Other departments had conceptually similar entryways - in fact, there was one one floor below for the Department of Geography - and so my job was to make the Geoscience hallway stand out from the competition. After consultation with the Department, I went with a design that put large, eight feet by two feet paintings in the middle of each panel. The idea was to start with the Earth from space in the first panel, and gradually zoom in, one panel at a time, all the way to down to microscopic scale. 

Some of the images were easier to generate than others: the painting of the Earth from space, which, across its length, moved from a vantage point that could be seen from the International Space Station, all the way to a view about thirty miles up, just above Banff, Alberta (if memory serves) was - surprisingly - pretty straightforward to generate. A little work with a 3D modelling application to generate rough "what would I see from this point" images, supplemented with a few satellite photos for reference, and a quick trip through Photoshop's Photomerge command, and I had a grid to follow that made the painting itself almost completely painless. 

Another image that was surprisingly straightforward was the microscopic illustration: people I knew in the department were willing to let me borrow some of their photographs of rock slices under polarized light, and with those for inspiration, that image took very little time at all. I must confess, though, that I am a little disappointed that, as far as I've heard, nobody's found all eighty fossils I hid throughout the image. 

The image that proved most challenging, though, was one I thought would be the easiest of all. To represent hydrogeology and paleontology, I thought that a simple painting of Dinosaur Provincial Park would be the best. The Park is a UNESCO World Heritage Site, one of the three most important fossil deposits in the world, and, honestly, one of the coolest places I've ever been, so I was excited to show off the infinitely detailed eroded surfaces, the huge scale, the sheer depth of time that you get there.
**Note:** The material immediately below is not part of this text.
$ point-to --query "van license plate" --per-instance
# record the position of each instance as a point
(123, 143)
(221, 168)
The problem was - when I started, I went out and took some photographs for reference. People who know the site can probably even tell where on the edge of the Park I stood when I was taking those images. The painting itself isn't directly traced from photographs - but I followed them very closely when I was working, because I knew that if I got anything wrong, I would be hearing about it from the paleontologists I know. So I took lots of them. I must have filled an entire 32-gig memory card with high-resolution images of the park from that site, with every single detail covered by at least two shots. Except, of course, for that big mesa, in the middle distance, just off of the center, which, no matter how many times I looked through my images, I'd clearly never taken a picture of. I didn't know what was in that hole at the time - I just knew that I didn't have a big chunk of the viewpoint I wanted covered. I also knew that, at that point, I really didn't have time to drive back out and take another picture - so what I did was download the digital elevation model (DEM) files of that area (thanks to the Canadian government!), open it in my 3D application, recreate the park from that vantage point, put my 3D program's camera where I was standing, pick an appropriate weather HDR (high dynamic range image - a file that contains accurate light intensity information about a scene, which lets you recreate particular lighting setups quickly) and render it. I didn't have the plants, I didn't have the strata, but at least I now knew that I was missing that hill, and I could recreate it from the rendering. Which I did.